As we have already seen, proper nouns are not confined to appearing as part of larger noun phrases or idioms, but can also be used as word components or morphemes. The Watergate scandal of the 1970s has inspired a range of terms on both sides of the Atlantic incorporating the names of individuals involved in subsequent scandals. For instance in the UK a few years ago there was talk of Camillagate in reference to tapes of telephone conversations between HRH Prince Charles and Camilla Parker-Bowles, and more recently Cheriegate concerning Cherie Blair's association with Carol Caplin. Similarly in the US, Monicagate has been used to refer to President Clinton's alleged affair with Monica Lewinsky and Paulagate to refer to allegations of sexual harassment by Paula Jones. In fact the suffix -gate, itself based on the proper noun Watergate, has been used so productively in coinages describing scandals (e.g.: Whitewatergate, Dianagate, Irangate, etc) that the noun Gatemania has been coined to refer to its overuse!
As the suffix -gate illustrates, even parts of proper nouns can be a productive source of neologisms. A classic example from the twentieth century is the prefix Mc-, based on the name of the well-known fast-food company McDonalds and usually indicating that something is vulgar or of poor quality. Examples include nouns McJob, which refers to a low-paid job with poor working conditions and McMansion, which describes a large, opulent new house which does not fit in with its surroundings.

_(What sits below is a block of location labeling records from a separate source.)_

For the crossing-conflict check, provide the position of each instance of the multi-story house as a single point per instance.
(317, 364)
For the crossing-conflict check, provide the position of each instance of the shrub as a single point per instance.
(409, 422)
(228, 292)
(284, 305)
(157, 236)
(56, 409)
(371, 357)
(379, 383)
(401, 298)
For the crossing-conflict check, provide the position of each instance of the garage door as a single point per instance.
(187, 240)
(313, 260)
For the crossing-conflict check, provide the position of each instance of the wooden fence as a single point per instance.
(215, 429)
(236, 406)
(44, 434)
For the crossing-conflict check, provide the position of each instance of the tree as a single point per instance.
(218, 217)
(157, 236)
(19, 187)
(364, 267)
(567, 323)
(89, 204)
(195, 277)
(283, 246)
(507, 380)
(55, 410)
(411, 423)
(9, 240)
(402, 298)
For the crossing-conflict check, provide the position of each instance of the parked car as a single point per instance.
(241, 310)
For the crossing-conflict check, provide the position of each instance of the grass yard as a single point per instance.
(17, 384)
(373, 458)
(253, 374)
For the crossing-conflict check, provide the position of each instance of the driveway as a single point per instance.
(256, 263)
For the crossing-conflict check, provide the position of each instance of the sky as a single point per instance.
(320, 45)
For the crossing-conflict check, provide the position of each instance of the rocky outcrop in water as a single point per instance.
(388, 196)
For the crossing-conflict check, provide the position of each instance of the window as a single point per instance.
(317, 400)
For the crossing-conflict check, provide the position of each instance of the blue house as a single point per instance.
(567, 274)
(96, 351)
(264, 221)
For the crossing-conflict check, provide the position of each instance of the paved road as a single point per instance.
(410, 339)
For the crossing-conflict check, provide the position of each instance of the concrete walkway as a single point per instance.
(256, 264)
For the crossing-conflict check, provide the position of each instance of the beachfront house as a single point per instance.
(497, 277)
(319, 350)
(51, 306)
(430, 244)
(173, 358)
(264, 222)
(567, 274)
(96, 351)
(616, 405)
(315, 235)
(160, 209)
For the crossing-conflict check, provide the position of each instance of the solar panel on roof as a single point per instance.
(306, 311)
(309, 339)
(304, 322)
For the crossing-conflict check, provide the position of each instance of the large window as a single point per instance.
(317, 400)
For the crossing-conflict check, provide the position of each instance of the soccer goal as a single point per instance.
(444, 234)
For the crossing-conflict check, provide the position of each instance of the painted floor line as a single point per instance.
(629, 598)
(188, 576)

Another productive affix based on a proper noun is the prefix franken-, used to describe something as genetically modified. Franken- derives from Frankenstein's monster, a grotesque fictional creature from a 19th century novel by Mary Shelley. Frankenstein's monster was assembled by a mad scientist using a variety of macabre materials. The idea of something being created in an unsavoury way is carried over into the word frankenfood, coined in the early nineties to refer to genetically modified food products. This spawned a range of derivatives referring to different types of food, such as frankenfruit and frankenfish.
Many coinages based on proper nouns are ephemeral, only lasting as long as media and public interest in the individuals they are based on. For example twenty years ago, this article would probably have talked about Thatcherite, rather than Blairite. Similarly, twenty years from now, Blairism and its derivatives are likely to have given way to a whole new set of terms based on whoever is the political focus at the time.
Among the coinages that really become established in the language are those based on individuals who have a timeless quality, such as the fictional character Frankenstein's monster. Providing the issue of genetically modified products remains significant, terms like frankenfood stand a good chance of survival, since Mary Shelley's novel will exist for future generations. Other coinages likely to persist are those that are still understood long after the individuals on which they are based have sunk into obscurity, those words that have become so strongly associated with a particular meaning that knowledge of the individuals themselves is no longer important for understanding. It remains to be seen whether the noun Delia and its related terms will have this kind of longevity!